I know they have Toni and Guy in spain but the closest to me is 200 miles away. If it comes down to it, I will travel 200 miles but I would prefer something closer. Is there a high end hairdressers similar to Toni and Guy? Preferably where they can speak English so I can explain what I want doing. Is there a well known chain here?


----------



## xabiaxica (Jun 23, 2009)

Soldierxx said:


> I know they have Toni and Guy in spain but the closest to me is 200 miles away. If it comes down to it, I will travel 200 miles but I would prefer something closer. Is there a high end hairdressers similar to Toni and Guy? Preferably where they can speak English so I can explain what I want doing. Is there a well known chain here?


where are you?

my hairdresser is a former Toni & Guy trainer..........


----------



## Soldierxx (Mar 17, 2013)

I am at Fuengirola


----------



## xabiaxica (Jun 23, 2009)

Soldierxx said:


> I am at Fuengirola


ahhh nearly 600km...........


----------



## thrax (Nov 13, 2008)

I'm told that there are some very good hairdressers in Fuengirola but as I don't use them I have no idea. There is a very good one in Nerja....


----------



## jojo (Sep 20, 2007)

Theres a place in Benalmadena pueblo that has a former "toni and Guy" I believe???? Send a PM to this lady - she knows all there is to know about hairdressing etc in the Fuengirola/benalmadena area Expat Forum For People Moving Overseas And Living Abroad - View Profile: natalieml

Jo xxx


----------



## natalieml (May 9, 2010)

I've sent her a PM - Alex is ex Toni and Guy Puerto Banus so should be high end enough. LOL



jojo said:


> Theres a place in Benalmadena pueblo that has a former "toni and Guy" I believe???? Send a PM to this lady - she knows all there is to know about hairdressing etc in the Fuengirola/benalmadena area Expat Forum For People Moving Overseas And Living Abroad - View Profile: natalieml
> 
> Jo xxx


----------



## mrypg9 (Apr 26, 2008)

Problem with T and G is that they're franchises aren't they? Quality can vary. 

There are very many good hairstylists in the Marbella/PB area, not chains. Some good hotels have top-class cutters too. I believe the 5 star Kempinski Estepona has a salon..

I do understand your desire for a good stylist/cutter. When we lived in Prague the exchange rate was so in favour of the £ that we could afford the very best Prague could offer, certainly up to Mayfair/West End standard.
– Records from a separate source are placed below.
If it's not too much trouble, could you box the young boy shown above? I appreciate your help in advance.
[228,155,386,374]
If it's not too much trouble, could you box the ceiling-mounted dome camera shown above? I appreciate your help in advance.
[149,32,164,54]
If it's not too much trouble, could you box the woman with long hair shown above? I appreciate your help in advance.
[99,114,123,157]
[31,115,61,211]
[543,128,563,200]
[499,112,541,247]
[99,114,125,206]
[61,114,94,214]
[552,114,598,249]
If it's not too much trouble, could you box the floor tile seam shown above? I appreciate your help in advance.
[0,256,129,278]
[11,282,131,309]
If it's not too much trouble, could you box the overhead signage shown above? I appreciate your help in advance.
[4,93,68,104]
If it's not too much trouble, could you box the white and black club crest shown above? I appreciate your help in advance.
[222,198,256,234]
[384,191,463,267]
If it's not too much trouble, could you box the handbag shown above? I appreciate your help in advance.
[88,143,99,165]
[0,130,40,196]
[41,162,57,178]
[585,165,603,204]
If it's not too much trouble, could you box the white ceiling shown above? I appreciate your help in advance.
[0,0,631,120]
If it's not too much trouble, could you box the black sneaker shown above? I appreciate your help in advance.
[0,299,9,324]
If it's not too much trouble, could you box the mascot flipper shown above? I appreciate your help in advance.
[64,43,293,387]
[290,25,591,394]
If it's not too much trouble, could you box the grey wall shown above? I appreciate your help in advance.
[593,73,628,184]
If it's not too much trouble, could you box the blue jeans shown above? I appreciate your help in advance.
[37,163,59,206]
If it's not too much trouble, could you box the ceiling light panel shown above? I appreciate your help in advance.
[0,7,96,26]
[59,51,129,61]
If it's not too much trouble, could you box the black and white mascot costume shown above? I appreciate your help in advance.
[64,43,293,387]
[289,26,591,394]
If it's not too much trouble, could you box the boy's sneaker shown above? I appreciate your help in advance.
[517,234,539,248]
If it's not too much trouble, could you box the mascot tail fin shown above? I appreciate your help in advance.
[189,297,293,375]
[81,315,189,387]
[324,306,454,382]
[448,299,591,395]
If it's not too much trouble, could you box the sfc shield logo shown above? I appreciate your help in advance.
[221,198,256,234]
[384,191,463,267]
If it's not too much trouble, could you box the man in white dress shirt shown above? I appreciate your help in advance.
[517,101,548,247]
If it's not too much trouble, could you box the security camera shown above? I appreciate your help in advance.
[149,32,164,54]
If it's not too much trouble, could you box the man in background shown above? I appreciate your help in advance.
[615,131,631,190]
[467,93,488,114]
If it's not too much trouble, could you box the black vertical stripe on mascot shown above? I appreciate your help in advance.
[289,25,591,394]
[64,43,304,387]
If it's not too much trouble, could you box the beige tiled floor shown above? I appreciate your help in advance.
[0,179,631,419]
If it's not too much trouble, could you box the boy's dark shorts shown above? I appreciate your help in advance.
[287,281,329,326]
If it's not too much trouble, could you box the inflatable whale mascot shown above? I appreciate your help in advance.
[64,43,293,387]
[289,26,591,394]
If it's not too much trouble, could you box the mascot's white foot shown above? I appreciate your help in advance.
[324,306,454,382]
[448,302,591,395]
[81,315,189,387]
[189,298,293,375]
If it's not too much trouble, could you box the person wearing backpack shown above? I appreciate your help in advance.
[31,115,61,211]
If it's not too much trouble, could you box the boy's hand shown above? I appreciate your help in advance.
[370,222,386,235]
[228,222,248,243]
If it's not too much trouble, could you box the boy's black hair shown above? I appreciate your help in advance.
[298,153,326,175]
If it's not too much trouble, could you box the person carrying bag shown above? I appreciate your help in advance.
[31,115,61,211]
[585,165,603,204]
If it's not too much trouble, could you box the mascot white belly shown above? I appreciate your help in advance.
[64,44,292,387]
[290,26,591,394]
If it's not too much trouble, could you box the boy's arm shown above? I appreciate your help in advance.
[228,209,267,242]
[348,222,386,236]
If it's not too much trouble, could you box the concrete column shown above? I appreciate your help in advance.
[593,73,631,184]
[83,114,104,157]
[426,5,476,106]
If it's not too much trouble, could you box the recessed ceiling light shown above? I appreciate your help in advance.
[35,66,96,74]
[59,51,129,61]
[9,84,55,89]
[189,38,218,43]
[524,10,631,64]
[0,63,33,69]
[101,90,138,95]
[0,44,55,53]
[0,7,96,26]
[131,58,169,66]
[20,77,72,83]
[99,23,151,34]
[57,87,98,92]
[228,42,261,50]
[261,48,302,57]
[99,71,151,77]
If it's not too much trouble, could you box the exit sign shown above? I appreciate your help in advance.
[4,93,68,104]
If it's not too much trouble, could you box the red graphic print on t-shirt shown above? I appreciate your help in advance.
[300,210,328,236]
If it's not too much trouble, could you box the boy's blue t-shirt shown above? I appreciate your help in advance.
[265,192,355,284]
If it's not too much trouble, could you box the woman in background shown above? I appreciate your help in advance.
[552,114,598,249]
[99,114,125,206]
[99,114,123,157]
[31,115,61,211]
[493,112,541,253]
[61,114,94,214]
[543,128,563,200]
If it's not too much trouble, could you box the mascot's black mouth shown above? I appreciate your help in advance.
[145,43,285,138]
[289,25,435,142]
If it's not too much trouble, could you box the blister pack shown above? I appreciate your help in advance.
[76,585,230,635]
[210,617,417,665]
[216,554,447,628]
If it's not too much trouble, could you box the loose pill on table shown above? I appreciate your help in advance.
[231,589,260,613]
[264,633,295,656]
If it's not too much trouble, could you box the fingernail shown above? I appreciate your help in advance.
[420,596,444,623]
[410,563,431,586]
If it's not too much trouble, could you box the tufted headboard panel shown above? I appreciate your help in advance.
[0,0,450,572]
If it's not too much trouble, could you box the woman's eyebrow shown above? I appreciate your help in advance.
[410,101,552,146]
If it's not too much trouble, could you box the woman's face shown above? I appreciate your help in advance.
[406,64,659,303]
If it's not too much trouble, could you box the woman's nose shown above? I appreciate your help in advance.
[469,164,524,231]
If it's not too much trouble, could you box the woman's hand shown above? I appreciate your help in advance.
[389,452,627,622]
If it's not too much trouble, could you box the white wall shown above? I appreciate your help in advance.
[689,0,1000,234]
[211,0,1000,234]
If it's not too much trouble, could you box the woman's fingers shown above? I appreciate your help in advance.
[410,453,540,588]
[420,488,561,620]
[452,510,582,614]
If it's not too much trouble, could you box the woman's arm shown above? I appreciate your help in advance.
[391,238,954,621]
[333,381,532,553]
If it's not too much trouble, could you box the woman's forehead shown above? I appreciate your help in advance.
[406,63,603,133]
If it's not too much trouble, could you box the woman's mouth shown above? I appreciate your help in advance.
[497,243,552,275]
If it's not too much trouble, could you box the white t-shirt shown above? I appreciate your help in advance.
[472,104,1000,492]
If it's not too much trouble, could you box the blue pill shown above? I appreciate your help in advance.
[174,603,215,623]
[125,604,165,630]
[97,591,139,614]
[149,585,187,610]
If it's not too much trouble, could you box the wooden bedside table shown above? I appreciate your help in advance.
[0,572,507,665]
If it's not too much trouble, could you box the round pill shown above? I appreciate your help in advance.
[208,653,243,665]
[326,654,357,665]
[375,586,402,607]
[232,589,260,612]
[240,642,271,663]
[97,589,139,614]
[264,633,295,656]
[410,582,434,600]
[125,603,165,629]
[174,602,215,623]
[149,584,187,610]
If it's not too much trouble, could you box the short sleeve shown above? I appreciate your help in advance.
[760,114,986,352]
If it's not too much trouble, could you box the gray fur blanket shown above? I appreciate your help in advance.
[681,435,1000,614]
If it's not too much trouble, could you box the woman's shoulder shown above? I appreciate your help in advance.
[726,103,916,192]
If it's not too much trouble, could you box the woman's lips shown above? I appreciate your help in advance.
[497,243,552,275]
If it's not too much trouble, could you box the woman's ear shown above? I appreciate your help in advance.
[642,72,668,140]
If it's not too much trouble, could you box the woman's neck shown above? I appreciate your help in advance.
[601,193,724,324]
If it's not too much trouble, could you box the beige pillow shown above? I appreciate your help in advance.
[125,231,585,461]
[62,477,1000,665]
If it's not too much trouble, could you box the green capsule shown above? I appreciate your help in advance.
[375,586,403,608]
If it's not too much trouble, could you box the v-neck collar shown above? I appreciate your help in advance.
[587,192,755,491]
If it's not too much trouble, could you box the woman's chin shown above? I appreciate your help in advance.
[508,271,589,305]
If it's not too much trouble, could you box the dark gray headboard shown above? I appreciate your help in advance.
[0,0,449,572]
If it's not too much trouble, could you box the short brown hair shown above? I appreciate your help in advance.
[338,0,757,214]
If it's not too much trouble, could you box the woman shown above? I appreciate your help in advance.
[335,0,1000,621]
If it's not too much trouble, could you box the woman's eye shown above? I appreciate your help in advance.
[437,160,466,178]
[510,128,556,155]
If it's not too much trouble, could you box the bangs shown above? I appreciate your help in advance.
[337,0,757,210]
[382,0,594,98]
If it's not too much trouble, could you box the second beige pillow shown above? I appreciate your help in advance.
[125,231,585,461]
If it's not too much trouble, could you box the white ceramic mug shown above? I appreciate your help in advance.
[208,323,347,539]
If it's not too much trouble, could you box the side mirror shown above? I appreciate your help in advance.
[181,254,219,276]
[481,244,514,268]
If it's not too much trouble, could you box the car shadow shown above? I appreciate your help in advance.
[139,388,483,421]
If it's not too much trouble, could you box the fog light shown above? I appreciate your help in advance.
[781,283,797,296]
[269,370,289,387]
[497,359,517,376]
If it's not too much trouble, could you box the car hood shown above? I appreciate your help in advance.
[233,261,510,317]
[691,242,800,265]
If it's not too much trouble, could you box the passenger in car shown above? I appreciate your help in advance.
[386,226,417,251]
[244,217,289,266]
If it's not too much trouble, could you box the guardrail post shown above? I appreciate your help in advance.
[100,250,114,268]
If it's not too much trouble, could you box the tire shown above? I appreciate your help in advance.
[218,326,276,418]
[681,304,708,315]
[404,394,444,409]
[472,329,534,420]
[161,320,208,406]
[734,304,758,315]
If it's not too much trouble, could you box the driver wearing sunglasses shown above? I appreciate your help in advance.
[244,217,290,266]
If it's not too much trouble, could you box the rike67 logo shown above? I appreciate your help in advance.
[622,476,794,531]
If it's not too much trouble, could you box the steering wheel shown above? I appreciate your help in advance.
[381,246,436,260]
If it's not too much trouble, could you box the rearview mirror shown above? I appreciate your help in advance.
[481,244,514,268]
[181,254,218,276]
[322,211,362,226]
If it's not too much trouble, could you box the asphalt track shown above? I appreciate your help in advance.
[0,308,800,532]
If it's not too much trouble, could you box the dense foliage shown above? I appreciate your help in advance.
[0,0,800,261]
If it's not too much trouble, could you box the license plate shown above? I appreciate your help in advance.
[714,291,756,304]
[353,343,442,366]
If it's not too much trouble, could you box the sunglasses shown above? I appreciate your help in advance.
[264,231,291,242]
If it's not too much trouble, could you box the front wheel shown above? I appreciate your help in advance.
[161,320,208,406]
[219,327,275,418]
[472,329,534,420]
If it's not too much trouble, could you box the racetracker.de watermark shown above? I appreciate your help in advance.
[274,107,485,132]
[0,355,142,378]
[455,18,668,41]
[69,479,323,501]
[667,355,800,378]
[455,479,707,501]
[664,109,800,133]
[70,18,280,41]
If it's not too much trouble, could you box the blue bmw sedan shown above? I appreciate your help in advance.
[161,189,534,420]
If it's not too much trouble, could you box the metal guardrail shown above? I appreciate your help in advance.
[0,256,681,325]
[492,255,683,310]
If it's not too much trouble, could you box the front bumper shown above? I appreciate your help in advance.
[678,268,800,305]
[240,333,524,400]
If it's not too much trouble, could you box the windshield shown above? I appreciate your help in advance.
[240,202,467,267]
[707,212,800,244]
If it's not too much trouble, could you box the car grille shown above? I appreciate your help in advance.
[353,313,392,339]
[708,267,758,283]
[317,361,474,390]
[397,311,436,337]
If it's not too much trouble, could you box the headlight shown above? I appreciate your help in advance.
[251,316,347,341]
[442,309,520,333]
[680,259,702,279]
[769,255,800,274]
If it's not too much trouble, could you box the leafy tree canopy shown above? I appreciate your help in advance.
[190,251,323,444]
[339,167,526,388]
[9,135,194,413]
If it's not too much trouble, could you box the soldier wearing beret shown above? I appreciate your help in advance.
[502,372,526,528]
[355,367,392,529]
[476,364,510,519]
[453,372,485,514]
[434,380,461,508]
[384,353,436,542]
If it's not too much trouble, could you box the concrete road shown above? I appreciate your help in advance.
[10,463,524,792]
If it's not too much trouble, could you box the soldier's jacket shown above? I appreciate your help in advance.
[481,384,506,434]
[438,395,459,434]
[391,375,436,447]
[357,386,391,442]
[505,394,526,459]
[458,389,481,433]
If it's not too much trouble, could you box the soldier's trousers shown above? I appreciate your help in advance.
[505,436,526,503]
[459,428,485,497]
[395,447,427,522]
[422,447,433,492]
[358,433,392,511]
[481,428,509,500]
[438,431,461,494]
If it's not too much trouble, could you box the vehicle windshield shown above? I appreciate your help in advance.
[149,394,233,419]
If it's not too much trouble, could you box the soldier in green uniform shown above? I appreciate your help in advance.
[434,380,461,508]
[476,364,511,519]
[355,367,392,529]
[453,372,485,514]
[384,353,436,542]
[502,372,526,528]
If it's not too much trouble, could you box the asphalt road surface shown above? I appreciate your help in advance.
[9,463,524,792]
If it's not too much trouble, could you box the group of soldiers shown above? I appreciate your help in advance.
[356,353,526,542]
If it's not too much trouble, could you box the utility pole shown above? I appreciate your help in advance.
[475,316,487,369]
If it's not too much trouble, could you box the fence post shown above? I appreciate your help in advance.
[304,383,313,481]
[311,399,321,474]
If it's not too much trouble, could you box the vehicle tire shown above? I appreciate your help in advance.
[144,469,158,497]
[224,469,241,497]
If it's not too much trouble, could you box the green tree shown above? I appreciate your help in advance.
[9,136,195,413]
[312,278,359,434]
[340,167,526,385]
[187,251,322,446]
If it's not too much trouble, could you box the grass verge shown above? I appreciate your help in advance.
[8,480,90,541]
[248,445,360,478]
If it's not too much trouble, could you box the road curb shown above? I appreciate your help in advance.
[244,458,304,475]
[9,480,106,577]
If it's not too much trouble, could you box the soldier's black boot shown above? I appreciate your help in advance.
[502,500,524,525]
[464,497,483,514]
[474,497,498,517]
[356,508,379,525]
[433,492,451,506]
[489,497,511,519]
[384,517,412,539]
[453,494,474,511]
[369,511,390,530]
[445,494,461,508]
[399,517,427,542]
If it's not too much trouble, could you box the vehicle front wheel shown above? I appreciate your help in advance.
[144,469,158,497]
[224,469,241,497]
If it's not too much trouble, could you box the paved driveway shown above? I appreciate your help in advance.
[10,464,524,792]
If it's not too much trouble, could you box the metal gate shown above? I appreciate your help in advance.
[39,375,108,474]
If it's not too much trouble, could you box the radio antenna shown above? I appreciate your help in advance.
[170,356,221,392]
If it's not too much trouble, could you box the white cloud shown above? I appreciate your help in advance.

Leaving our stylist was quite a wrench and we worried about finding a quality replacement for a reasonable price - we paid in Prague what would have been the equivalent of £400 in London but because of the £/Czech crown rate it cost around a quarter of that.

Well, we can't afford those prices in euros but we did find a small, independent stylist who is very good and relatively inexpensive.

Good luck!


----------